On April 27, 2002 we became parents for the first time. My precious daughter, Jaala, entered the world at 2:32 PM that spring day. I will never forget standing in the nursery, holding her for the first time, feeding her for the first time, changing her diaper for the first time, and looking into her eyes the moment she opened them for the first time.
I was in love. Any apprehensions I had about fatherhood melted like snow on a warm winter day. As I studied her every movement, drew close when she yawned just to capture her precious baby’s breath, I dreamed of her entire life.
I saw her in school, working hard to be the best student she could be. I envisioned her playing a sport, acting in a musical, or joining the debate team. I closed my eyes tighter and could see her entering the work force — strong, confident, and courageous. I even dreamed of the day we stood back and marveled at what our baby girl had become — whatever she dreamed of becoming, or doing. Because the world, as we saw it then and see it now, is filled with wide-open opportunity, whether you’re male, female, white, black, hispanic, asian, gay, straight, faith-based, or non-faith-based.
Never in a billion years did I envision my daughter marginalized, side-lined, lower on the ladder, or forced to settle for less because of her gender, or race. In fact, if you asked me back then, and even today 14 years later, I would tell you I’d fight to the death to defend her right to freedom, equal rights, and fair treatment. Why? Because, as a human being, she deserves it.
That’s why I nearly stood up from my desk yesterday and applauded President Barack Obama’s recent Glamour article, “This Is What a Feminist Looks Like.”
As I read his words, “We need to keep changing the attitude that raises our girls to be demure and our boys to be assertive, that criticizes our daughters for speaking out and our sons for shedding a tear. We need to keep changing the attitude that punishes women for their sexuality and rewards men for theirs,” my heart jumped, and tears filled my eyes.
I may not have always agreed with him on politics, but this? Oh this, I could get behind. As a feminist dad and husband, I believe to the core of my being that my wife and daughters are equal to me and every other man on this planet. I’ve often said, I never want to look behind me and see my wife or daughters following me. I want to look beside me and see them standing next to me, in equality, as fellow human beings! Plus, as husband to my wife who is strong, beautiful, and a leader, and dad to my four daughters who are strong, beautiful, and also leaders, I’m super-sensitive to anything feminist-related. I couldn’t stop reading his words. And I couldn’t stop nodding in agreement!
I too am now “living above the store,” as he states it, in reference to becoming the president and living and working in the same building. After 17 years working outside of my home, I’m now a full-time dad and writer, working within our home, while my wife works in the city. I too have received a precious gift. For many years, as I spent lots of time away from home, I had to work hard to be the kind of husband and father I wanted to be, just like Obama did when he was a State and U.S. Senator, being gone from home for hours, even days, at a time. The gift of being at home, for me, is the same — I’ve had the pleasure of watching my young daughters grow into strong, confident, kind-hearted, and vocal young women. They are becoming the leaders they were meant to be.

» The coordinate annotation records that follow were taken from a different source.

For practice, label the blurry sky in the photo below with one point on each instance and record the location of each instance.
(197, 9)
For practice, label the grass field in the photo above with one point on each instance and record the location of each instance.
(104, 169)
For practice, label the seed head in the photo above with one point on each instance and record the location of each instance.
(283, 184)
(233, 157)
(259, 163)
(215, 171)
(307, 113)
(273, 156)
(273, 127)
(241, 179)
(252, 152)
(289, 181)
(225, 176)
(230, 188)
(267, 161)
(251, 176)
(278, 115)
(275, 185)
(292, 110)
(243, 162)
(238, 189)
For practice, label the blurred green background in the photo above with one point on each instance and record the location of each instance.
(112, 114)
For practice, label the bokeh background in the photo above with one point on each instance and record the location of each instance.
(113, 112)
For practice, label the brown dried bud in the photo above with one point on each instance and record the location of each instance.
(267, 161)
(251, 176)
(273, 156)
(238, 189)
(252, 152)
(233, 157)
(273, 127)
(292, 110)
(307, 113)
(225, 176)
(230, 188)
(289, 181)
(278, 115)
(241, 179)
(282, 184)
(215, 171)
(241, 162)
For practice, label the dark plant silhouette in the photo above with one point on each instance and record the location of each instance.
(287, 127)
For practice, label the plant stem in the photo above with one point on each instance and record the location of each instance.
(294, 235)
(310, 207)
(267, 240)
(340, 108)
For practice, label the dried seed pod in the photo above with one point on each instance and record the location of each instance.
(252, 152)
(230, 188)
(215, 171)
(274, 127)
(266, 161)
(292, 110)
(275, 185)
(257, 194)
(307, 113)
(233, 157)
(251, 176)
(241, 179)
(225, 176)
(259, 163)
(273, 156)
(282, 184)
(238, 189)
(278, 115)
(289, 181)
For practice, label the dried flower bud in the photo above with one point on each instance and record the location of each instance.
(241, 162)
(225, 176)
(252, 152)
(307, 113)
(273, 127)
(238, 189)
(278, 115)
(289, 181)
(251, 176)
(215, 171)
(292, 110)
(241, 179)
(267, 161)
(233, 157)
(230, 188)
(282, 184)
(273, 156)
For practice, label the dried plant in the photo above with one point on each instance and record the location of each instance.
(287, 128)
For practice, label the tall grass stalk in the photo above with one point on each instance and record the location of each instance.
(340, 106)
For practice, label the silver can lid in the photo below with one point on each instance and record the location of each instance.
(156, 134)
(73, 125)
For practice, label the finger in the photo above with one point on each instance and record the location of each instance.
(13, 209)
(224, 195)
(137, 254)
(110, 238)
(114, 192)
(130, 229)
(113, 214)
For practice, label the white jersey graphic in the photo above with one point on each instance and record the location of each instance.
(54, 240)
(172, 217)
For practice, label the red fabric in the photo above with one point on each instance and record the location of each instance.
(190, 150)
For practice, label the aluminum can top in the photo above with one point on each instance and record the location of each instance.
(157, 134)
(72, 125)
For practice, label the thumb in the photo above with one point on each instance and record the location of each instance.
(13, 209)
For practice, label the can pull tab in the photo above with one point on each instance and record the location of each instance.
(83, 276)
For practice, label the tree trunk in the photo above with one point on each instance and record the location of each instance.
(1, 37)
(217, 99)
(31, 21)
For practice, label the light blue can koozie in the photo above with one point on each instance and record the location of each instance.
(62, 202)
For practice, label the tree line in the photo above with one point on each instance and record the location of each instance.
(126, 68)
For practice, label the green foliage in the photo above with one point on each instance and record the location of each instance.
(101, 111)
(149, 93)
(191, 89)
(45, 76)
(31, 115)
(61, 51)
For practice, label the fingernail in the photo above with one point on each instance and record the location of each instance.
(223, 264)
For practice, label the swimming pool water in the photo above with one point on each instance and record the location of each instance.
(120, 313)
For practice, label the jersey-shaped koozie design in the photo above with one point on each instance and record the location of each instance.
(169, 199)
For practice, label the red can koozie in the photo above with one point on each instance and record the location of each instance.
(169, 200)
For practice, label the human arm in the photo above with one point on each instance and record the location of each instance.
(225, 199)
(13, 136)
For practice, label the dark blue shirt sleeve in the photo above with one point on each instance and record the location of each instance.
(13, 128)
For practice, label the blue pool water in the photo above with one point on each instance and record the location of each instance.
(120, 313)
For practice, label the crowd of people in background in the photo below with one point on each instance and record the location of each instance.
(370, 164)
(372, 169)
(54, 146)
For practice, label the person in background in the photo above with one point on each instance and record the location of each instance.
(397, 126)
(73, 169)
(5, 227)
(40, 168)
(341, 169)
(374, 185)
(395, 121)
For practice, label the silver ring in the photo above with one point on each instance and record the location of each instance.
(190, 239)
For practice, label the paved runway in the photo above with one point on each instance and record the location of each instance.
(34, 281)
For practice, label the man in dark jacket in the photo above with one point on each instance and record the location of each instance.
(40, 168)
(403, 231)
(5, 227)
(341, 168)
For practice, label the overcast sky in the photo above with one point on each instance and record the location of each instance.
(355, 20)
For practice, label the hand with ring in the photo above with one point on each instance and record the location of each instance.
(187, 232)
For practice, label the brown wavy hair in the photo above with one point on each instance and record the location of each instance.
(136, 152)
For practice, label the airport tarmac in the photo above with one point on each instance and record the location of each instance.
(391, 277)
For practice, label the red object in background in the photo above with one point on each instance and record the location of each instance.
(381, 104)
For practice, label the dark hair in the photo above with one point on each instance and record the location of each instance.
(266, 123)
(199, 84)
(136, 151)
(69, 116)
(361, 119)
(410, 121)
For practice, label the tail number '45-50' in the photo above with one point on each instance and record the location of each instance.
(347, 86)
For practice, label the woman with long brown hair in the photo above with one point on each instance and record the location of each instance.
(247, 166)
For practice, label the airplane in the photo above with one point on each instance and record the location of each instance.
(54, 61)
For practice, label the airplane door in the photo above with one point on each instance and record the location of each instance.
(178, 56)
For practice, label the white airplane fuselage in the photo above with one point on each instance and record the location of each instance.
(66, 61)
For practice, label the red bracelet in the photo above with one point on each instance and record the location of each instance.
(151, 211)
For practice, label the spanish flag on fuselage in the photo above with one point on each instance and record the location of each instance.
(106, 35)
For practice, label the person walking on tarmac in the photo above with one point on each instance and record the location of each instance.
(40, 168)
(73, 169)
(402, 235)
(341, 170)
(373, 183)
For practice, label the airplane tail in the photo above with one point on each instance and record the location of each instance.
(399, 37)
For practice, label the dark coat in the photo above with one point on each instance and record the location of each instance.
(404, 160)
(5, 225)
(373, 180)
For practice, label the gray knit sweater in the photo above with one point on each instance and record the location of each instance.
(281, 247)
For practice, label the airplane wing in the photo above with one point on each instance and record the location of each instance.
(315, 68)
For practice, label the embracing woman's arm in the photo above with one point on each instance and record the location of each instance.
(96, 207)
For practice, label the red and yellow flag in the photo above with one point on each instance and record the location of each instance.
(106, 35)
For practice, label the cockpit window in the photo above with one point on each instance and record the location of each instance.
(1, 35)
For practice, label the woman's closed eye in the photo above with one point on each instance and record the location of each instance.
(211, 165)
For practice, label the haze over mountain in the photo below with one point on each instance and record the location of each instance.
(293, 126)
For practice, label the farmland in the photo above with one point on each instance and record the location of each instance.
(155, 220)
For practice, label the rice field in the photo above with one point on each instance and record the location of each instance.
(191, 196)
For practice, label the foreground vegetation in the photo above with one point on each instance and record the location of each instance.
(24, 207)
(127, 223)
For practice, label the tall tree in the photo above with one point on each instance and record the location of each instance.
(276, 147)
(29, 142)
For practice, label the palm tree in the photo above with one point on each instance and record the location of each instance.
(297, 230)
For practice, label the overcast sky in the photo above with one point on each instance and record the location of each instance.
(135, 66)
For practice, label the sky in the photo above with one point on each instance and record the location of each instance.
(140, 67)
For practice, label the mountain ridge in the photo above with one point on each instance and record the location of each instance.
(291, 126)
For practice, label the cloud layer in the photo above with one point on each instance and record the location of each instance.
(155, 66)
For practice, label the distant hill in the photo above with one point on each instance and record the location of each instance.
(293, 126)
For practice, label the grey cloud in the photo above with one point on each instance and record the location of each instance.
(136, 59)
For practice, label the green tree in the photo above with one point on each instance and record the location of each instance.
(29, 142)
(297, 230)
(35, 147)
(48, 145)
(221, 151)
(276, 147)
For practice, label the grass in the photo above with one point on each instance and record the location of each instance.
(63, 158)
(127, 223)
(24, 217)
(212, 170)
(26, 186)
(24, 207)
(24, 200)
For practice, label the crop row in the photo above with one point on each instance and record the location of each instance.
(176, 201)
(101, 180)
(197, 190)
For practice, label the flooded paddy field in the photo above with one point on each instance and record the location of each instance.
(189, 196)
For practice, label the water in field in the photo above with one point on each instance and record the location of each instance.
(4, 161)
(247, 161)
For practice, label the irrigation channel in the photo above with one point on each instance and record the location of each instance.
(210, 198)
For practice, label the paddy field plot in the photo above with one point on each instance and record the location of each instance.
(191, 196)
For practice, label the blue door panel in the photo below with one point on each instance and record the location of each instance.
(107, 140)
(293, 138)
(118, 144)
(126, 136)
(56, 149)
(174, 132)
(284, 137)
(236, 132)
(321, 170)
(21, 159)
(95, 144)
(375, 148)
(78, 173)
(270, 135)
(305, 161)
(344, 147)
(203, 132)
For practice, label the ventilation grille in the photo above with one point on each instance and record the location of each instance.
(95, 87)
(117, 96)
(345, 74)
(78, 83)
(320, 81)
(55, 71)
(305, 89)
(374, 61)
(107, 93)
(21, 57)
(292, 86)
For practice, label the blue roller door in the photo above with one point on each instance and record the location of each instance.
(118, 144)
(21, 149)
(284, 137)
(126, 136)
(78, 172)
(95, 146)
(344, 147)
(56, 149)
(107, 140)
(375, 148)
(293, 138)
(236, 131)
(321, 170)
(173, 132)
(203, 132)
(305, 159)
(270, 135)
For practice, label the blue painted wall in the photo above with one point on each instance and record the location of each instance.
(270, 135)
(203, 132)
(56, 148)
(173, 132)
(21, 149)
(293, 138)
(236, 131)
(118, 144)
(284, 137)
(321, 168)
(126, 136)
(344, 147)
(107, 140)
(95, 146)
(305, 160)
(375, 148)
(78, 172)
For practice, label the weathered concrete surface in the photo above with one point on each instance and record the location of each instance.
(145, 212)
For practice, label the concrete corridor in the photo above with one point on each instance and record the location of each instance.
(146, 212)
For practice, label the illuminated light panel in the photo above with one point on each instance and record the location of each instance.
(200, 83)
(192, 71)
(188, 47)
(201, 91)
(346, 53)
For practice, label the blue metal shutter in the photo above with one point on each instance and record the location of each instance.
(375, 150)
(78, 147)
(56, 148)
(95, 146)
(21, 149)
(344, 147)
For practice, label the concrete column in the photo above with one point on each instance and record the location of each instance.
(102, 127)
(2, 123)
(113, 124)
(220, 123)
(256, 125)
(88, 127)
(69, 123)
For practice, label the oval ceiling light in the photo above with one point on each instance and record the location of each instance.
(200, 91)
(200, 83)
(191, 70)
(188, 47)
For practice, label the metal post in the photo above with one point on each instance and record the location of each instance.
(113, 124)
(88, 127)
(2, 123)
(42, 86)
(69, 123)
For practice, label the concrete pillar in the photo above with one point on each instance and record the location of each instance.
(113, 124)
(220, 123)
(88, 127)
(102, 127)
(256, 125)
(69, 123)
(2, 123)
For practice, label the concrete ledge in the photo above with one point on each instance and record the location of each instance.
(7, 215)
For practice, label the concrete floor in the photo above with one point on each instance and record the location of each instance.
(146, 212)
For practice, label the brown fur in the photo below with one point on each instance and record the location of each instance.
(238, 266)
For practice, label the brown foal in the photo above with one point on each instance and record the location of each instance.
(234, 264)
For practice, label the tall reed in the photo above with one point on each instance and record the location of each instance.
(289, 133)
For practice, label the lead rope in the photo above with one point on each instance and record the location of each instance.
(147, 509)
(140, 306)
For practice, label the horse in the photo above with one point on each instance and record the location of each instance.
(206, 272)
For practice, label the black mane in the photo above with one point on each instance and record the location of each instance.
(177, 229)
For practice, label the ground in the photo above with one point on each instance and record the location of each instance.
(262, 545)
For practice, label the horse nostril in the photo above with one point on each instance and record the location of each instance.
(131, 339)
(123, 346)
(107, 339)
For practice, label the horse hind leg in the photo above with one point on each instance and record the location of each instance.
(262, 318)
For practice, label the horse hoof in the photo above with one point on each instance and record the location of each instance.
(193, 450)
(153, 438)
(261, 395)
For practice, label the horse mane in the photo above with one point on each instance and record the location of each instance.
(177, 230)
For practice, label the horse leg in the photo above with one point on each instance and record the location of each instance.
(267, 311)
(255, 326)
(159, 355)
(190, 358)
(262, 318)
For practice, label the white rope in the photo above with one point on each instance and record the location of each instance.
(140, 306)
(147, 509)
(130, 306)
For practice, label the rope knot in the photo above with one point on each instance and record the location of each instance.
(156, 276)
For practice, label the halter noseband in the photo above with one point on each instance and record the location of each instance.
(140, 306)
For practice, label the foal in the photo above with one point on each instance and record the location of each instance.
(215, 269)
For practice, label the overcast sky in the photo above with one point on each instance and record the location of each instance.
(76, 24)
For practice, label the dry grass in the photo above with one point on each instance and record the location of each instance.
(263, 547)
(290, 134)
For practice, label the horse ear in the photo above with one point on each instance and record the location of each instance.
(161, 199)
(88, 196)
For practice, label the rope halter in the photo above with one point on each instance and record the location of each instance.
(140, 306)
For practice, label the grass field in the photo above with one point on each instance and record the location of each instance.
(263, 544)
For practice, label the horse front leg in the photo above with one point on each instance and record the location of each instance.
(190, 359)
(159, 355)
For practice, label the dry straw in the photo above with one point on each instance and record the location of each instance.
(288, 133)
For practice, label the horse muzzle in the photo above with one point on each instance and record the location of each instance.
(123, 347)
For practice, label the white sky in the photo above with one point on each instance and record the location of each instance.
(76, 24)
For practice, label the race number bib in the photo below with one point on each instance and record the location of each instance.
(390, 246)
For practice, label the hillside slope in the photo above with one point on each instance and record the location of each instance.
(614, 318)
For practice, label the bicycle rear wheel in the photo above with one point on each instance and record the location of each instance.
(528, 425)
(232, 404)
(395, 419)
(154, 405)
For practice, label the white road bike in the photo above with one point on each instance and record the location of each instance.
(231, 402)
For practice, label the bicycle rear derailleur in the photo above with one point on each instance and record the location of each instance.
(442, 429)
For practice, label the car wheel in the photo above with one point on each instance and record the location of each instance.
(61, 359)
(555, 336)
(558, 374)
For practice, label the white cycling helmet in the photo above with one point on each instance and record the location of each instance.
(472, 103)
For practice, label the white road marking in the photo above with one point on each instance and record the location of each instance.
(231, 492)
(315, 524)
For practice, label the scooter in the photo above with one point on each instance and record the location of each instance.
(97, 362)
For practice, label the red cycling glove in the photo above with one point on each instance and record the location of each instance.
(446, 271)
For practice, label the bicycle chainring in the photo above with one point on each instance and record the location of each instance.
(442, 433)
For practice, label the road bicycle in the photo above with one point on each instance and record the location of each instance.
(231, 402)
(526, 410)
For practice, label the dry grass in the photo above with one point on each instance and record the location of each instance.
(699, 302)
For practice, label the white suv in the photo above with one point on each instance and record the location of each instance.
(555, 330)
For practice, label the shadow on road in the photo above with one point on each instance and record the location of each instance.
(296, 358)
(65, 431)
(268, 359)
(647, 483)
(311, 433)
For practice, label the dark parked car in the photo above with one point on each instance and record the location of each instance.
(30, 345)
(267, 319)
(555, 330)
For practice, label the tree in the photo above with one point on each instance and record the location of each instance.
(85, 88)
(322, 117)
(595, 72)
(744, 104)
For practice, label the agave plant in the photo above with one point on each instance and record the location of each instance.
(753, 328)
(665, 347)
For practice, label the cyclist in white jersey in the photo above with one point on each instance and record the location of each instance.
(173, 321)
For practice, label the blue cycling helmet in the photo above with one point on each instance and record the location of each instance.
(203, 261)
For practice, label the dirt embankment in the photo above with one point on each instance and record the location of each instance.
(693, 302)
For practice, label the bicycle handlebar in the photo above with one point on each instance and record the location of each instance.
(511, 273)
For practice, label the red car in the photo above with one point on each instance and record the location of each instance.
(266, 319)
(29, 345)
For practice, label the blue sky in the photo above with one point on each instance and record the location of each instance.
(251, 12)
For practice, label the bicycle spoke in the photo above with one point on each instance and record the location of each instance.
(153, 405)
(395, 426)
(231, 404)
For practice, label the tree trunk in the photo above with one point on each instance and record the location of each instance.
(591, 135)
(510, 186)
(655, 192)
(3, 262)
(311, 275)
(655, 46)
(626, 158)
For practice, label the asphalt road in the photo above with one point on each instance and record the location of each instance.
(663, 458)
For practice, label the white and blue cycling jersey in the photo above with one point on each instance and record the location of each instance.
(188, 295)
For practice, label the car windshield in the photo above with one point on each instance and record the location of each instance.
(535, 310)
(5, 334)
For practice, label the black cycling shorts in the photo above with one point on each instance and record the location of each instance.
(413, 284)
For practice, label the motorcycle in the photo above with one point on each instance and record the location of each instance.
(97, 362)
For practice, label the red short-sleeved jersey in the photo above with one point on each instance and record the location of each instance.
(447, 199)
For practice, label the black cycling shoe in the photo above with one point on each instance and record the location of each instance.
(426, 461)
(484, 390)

But, like Obama says, I also see the subtle and not-so-subtle social cues and stigmas that culture feeds women. I understand the pressure my daughters, and my wife, are under every day. I watch my 15-year-old daughter look at herself three or four times in the mirror before leaving the house, just to make sure she looks the “right” way — and by “right,” I mean the way this culture tells her she ought to look. I see my wife worry about whether or not she can measure up in the marketplace. Whether her skills are up to par, or her talents are good enough. My heart becomes heavy because deep from within me, I believe my wife and daughters are beautiful, talented, and equal to any other human being, male or female.
These words from our President are pure gold:
“We need to keep changing the attitude that values being confident, competitive, and ambitious in the workplace — unless you’re a woman. Then you’re being too bossy, and suddenly the very qualities you thought were necessary for success end up holding you back.”
Never should the women who live in my home be afraid to be who they are. I believe my wife is a leader, both in our home, and in her workplace. Never should she be treated as anything less than that. And, never, ever, ever, should she, or my daughters, be given less of an opportunity, salary, position, or responsibility because they are female.
That’s why, during the Superbowl in 2015, when Always aired the #LikeAGirl commercial, I was in tears. The tears also flowed this year when I watched Disney’s Dream Big Princess campaign. I’m not ashamed in the least to admit that I balled like a baby during both. Why? Because they’re both right. Our girls should be proud to be who they are. They should be free to dream big. And we should do everything in our power to make sure they can!
Mr. Obama, you are right:
“It’s absolutely men’s responsibility to fight sexism too. And as spouses and partners and boyfriends, we need to work hard to be deliberate about creating truly equal relationships.”
For our daughters … for our mothers … for the world … for the future!